I'm troubleshooting a regex to match against the following data (names and IP addresses are fictional):
Aug 26 10:55:50 10.11.12.13 PRIMUS NT: <Security;F529;NT AUTHORITY\SYSTEM> Logon Failure: Reason:Unknown user name or bad password User Name:bob Domain:10.11.12.13 Logon Type:3 Logon Process:NtLmSsp Authentication Package:NTLM Workstation Name:FAUX Caller User Name:- Caller Domain:- Caller Logon ID:- Caller Process ID:- Transited Services:- Source Network Address:10.11.12.14 Source Port:0
I believe the regex below is a valid PCRE, but Splunk's search complains with the message:
Error in 'SearchOperator:regex': The regex '<Security;[A-Z]\d+;[^\]+' is invalid. missing terminating ] for character class | regex _raw="<Security;[A-Z]\d+;[^\\]+"
When I create a regex for a Splunk search, am I supposed to escape each backslash with an additional backslash? The following search appears to work...
| regex _raw="<Security;[A-Z]\\d+;[^\\\\]+"
At the search line, each backslash must be escaped. In the Field Extraction regex, only the literal backslash (matching the "\") needs to be escaped.
| rex field=UserName "(?<field1>[^\\\\]+)\\\\+(?<field2>[^\\\\\\",]+)$"
Additionally, at the search line, double quotes must be escaped. In many cases like the double quote, the search line does not require every backslash to be escaped. The following example takes the previous case and allows for double quotes to be found around the field values without matching them.
| rex field=_raw "UserName=\"?(?<field1>[^\\\\]+)\\\\+(?<field2>[^\\\\\",]+)\"?$"
| rex field=_raw "UserName=\\"?(?<field1>[^\\\\]+)\\\\+(?<field2>[^\\\\\",]+)\\"?$"
That didn't quite answer my question... please closely look at the difference between my search and Splunk's error message. If I copy and paste the regex you provided, Splunk responds with an error.

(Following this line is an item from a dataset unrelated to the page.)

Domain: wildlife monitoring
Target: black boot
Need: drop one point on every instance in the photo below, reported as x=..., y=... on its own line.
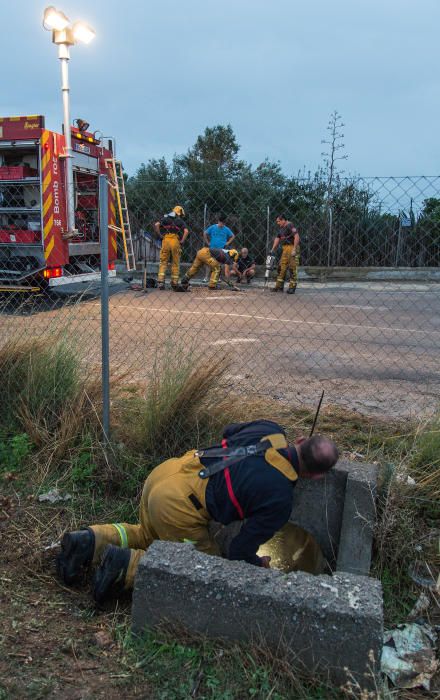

Error in 'SearchOperator:regex': The regex '<Security;[A-Z]\d+;[^\]+' is invalid. missing terminating ] for character class
It's behaving as though the double-backslash is first unescaped, then applied to the "]" character as a literal. Note how in the error message, it only shows one backslash, but the character class in my query had two.